Под утро, кажется, уже петух где-то кричал, Ефимчик опять приступил к ней так осторожно, с такой расслабляющей лаской, что Александра и теперь не нашла сил, чтобы прогнать его. Снова безвольная, она только удивилась тому, как скоро ее тело отозвалось Бояркину, разом вскинулось и забилось, затрепетало в каком-то неистовом восторге…

Глава четвертая 1.

Кажется, второй раз в жизни она так сильно напрягалась.

В довоенный год — все говорили что не к добру, уродилось необорно черемухи, и они с Матвеем поплыли за реку. Помнится, набрали ведер шесть в берестяные торбы и только к вечеру пришли к обласку. А на Оби взыграл такой силы ветер и такая шалая поднялась волна, что и глядеть боязно. И заночевать бы на берегу под тем обласком, да дом-то, считай, на виду. А главное Матвею в ночную смену заступать: баржу как раз грузили и опаздывать ему никак нельзя. Тогда за опоздание, за прогул уже статью закона подводили.

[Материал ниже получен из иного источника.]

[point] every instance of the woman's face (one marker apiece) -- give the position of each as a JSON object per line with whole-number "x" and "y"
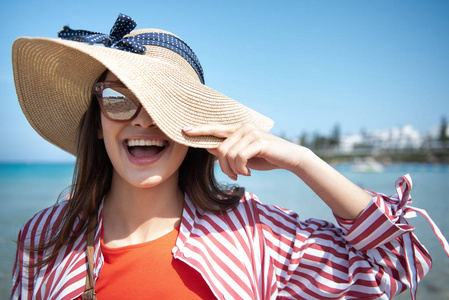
{"x": 141, "y": 154}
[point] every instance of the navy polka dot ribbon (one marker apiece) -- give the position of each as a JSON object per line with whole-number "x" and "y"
{"x": 135, "y": 44}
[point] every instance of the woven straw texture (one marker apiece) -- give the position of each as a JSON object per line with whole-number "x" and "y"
{"x": 54, "y": 80}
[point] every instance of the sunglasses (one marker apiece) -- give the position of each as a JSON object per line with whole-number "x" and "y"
{"x": 116, "y": 101}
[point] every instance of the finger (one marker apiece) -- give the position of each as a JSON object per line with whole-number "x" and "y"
{"x": 218, "y": 130}
{"x": 235, "y": 152}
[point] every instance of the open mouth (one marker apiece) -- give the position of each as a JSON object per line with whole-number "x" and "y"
{"x": 140, "y": 148}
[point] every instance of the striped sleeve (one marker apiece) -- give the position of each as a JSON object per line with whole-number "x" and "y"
{"x": 374, "y": 257}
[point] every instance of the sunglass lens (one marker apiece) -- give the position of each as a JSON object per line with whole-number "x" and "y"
{"x": 118, "y": 106}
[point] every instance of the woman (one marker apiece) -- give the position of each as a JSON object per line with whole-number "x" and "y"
{"x": 145, "y": 217}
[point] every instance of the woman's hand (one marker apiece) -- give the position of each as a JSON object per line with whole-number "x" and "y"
{"x": 246, "y": 147}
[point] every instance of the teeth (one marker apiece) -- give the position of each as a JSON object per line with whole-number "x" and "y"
{"x": 158, "y": 143}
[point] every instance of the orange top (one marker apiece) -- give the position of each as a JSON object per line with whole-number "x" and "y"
{"x": 149, "y": 271}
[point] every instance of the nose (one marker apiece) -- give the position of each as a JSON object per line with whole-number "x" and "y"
{"x": 143, "y": 119}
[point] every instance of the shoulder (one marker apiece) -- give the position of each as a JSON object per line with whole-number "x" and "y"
{"x": 42, "y": 225}
{"x": 250, "y": 203}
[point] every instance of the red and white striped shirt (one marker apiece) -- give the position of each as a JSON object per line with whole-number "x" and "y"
{"x": 257, "y": 251}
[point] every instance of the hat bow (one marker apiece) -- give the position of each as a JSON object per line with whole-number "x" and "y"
{"x": 122, "y": 26}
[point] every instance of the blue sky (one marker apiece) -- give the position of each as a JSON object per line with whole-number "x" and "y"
{"x": 306, "y": 64}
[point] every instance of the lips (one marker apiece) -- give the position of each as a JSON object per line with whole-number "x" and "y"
{"x": 145, "y": 150}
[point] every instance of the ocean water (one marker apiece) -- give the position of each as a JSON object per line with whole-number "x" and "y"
{"x": 27, "y": 188}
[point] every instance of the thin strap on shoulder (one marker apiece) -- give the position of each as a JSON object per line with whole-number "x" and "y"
{"x": 89, "y": 291}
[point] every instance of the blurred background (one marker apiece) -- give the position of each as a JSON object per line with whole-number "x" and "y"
{"x": 363, "y": 84}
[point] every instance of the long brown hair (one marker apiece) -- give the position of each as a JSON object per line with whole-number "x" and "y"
{"x": 92, "y": 179}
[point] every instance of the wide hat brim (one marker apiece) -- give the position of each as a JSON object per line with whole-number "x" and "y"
{"x": 54, "y": 79}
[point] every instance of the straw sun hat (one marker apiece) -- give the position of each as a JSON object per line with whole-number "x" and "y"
{"x": 54, "y": 79}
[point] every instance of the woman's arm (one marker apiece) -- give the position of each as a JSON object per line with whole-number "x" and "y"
{"x": 246, "y": 147}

«Поплывем?» «С Божьей помощью, Мотя!» Взялись за весла, а обласок перегружен, запаса тонких его бортов всего-то пальца на три…

После не любила Александра вспоминать о той переправе. С ягодой днем намучились, а тут надо было грести так веслами, что и вправду глаза лезли на лоб. После, как самой смерти нагляделись в лицо, как пристали к берегу, она пальцев не могла разжать сразу — так они прикипели к веслу. Но стоило выложиться тогда: сама жизнь была наградой.

И вот сейчас то же самое, только эта изнурительная работа растянулась на три долгих дня. Александра приходила с завода будто с переломанной спиной. Вчера кинулась снять с полатей Бориску, а не поднялись руки, и до глубокой ночи мышцы кричали той болью, словно кто-то безжалостно растягивал и ожесточенно рвал их.

Но впереди заслуженной наградой выходной день!

Теперь-то кажется странным это изнурение ради одного дня. А если в войну об этом дне мечталось два-три месяца? А что до усталости: каждый на заводе сознавал, что праздник-то заслужить надо. Там, на фронте, воюют и умирают без выходных…

В пилоцехе или в «корпусе», как его обычно называли, рамщики Канареев и Кисляцский соблазняли ее сегодня едва ли не в третий раз.

— Ты только скажи, скажи!

С распиловочного стола в своей обнаженной парной белизне тяжело падала на перинную мякоть опилок здоровенная, «первого типа», шпала. Зажимистый стон пилы стихал, и над острозубой ее округлостью плавились чистой синевой молодые, жаркие от работы глаза Кисляцского.

— Я серьезно, Александра!

— Упрямая, вся в тятю родимова… Уговоришь ее, как же! — качал красными яблоками щек Канареев и махал рукой.